Icelanders voted on Saturday in an election that pits environmentalists against big industry backers, a contest experts believe may reshape the island nation's ruling coalition and potentially its economic future.
"It will be very close - neck and neck," said political science professor Olafur Hardarson at the University of Iceland. Initial results are expected after polls close at 2200 GMT although a final tally is unlikely until early on Sunday.
The election race has been dominated by a single issue - the tempo of big industry development in Iceland, which has a population of just 300,000.
The long-ruling Independence-Progressive Party coalition wants aluminium giants like Alcoa to keep building smelters powered by Iceland's geothermal and hydroelectric resources, a trend that has driven rapid economic growth in recent years.
Main opposition parties the Left Greens and Social Democrats want development halted until the environmental and economic impact of the latest projects becomes clear.
Prime Minister Geir Haarde, whose Independence Party led with 37 percent in the final opinion poll, expressed confidence after voting in Reykjavik. "I'm very optimistic," he told Reuters. "It's a beautiful day and I have no real reason to be worried or concerned."
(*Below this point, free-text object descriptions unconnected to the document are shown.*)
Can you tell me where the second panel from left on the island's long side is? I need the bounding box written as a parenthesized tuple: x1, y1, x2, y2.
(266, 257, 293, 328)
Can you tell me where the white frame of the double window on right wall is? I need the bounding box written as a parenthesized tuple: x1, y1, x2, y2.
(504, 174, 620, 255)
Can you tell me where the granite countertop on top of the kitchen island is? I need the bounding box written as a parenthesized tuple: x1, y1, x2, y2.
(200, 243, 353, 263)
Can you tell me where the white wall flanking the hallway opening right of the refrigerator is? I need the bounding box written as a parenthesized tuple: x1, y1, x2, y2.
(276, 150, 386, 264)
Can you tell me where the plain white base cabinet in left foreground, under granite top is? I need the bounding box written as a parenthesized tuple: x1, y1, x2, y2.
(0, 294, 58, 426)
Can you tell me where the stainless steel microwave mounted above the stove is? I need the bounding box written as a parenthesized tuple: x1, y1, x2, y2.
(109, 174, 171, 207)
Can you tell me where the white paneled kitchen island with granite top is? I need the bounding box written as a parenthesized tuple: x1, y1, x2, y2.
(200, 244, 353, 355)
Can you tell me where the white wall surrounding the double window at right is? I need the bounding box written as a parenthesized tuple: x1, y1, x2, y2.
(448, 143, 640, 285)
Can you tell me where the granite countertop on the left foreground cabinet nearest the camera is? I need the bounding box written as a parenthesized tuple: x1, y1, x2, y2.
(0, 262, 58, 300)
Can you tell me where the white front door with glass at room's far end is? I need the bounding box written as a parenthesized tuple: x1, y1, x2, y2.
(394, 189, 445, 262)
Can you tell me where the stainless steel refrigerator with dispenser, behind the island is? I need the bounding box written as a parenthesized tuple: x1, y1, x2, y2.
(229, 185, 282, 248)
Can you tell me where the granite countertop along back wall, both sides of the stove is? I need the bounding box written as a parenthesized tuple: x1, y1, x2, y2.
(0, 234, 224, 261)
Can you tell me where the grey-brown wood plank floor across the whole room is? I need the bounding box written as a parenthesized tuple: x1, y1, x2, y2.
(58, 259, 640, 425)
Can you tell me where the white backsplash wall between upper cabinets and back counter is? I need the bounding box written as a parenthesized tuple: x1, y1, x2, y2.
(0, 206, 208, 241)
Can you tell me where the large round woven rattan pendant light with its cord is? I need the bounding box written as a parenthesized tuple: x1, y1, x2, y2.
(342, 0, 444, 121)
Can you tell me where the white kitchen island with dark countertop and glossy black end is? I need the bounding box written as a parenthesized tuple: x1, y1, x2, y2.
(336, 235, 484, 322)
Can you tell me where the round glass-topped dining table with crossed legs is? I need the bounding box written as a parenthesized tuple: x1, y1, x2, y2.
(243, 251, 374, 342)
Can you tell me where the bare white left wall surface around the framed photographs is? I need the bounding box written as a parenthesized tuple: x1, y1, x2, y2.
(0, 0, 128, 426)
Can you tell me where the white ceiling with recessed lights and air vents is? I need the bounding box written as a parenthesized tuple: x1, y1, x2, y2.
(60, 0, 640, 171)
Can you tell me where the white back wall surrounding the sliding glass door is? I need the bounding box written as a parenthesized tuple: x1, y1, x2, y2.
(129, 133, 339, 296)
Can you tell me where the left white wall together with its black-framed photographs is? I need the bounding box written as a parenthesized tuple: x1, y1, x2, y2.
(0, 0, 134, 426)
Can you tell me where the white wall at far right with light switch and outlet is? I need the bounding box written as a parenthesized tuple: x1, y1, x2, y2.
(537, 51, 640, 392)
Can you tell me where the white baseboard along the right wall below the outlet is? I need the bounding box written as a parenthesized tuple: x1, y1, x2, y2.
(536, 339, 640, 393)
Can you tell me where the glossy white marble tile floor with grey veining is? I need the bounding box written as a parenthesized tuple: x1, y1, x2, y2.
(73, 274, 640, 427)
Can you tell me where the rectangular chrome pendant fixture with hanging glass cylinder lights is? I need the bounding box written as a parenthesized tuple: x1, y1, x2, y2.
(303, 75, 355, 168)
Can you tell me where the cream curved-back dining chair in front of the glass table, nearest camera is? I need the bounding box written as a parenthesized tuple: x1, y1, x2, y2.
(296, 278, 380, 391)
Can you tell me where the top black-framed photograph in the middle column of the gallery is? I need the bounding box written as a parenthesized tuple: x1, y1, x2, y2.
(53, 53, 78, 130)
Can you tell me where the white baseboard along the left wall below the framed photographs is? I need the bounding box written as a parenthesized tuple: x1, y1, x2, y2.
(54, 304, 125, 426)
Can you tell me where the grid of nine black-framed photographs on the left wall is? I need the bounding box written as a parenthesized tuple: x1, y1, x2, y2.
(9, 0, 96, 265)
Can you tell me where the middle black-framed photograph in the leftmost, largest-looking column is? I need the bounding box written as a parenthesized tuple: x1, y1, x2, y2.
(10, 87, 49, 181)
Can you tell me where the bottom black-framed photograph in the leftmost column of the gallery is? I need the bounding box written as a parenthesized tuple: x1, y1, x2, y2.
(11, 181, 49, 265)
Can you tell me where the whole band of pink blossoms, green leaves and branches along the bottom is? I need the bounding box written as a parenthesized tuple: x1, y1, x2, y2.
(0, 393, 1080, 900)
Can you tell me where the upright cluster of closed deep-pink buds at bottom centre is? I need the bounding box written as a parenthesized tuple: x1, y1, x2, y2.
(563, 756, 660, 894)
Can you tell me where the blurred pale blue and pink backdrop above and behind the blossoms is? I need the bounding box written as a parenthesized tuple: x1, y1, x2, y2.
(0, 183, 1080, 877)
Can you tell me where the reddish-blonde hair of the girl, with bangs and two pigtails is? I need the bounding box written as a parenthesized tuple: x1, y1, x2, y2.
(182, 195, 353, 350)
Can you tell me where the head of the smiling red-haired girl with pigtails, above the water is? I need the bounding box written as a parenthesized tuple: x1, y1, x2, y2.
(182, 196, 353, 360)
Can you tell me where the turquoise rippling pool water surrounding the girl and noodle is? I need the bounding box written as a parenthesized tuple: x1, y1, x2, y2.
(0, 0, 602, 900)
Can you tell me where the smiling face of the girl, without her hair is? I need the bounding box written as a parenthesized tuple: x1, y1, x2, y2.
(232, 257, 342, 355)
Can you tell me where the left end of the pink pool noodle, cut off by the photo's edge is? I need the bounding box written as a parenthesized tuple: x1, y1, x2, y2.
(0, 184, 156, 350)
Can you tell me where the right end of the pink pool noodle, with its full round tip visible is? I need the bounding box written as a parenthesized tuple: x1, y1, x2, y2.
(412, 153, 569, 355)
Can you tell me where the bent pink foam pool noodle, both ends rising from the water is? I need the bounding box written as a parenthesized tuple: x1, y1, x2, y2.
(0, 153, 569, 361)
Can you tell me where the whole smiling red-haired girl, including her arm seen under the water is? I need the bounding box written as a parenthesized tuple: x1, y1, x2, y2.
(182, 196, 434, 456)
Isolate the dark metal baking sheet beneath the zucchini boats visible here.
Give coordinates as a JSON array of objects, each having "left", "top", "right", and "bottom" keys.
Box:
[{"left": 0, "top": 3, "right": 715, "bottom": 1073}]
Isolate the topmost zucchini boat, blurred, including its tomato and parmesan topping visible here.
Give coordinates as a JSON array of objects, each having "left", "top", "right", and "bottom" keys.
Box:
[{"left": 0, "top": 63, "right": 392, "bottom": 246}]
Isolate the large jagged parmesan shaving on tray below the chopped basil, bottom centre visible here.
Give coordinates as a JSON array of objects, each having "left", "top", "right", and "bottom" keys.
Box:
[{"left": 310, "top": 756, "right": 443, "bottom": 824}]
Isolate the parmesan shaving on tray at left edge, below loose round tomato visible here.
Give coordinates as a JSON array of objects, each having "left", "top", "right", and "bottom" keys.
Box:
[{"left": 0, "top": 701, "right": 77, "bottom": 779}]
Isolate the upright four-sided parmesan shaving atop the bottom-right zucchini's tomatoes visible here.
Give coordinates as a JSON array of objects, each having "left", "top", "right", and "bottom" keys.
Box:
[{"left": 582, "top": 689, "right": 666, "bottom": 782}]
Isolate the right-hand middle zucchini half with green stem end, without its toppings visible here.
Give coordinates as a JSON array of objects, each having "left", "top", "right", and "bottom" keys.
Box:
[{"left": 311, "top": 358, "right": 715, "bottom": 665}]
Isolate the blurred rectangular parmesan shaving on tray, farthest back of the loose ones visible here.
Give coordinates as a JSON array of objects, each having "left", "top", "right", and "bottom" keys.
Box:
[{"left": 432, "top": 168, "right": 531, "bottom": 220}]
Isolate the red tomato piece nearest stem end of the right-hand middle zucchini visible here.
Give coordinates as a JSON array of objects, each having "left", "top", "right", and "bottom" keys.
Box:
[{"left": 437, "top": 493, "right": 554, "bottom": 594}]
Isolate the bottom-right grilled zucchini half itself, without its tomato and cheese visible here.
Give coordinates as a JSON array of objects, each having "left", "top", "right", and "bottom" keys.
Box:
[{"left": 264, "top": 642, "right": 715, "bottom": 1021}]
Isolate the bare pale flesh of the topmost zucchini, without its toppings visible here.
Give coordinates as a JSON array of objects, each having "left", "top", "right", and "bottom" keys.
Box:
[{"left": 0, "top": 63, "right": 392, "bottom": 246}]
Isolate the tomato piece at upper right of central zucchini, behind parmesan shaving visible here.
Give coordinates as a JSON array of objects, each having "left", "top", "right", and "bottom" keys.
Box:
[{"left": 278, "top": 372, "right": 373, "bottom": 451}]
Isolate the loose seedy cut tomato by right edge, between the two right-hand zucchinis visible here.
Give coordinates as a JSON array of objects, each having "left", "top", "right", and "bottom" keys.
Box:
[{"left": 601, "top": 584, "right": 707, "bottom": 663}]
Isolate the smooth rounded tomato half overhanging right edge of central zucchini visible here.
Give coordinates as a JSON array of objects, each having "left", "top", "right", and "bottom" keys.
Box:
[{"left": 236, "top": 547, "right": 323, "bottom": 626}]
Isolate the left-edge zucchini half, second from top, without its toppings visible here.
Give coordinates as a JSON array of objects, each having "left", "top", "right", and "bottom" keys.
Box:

Minutes later, equally upbeat Social Democrat leader Ingibjorg Solrun Gisladottir - Haarde's main rival - voted at the same primary school. "These are the most exciting elections in decades," Gisladottir said. "It's important the incumbent government loses today. We need a new, efficient, powerful, preferably left-wing, government in which the Social Democrats would be the central pillar."
This may force compromises on issues like the smelters and public spending in coalition talks expected to spill into next week or beyond if neither side wins a clear majority. "We will work with whichever party will agree with us on the issues that burn the most with us," Haarde said Friday.
He said the Social Democrats were his natural second choice. But experts see a real chance his opponents could gain enough votes to form a majority coalition and push Independence out. "I think the government parties have been losing momentum in the past few days," said Svanur Kristjansson, political science professor at the University of Iceland.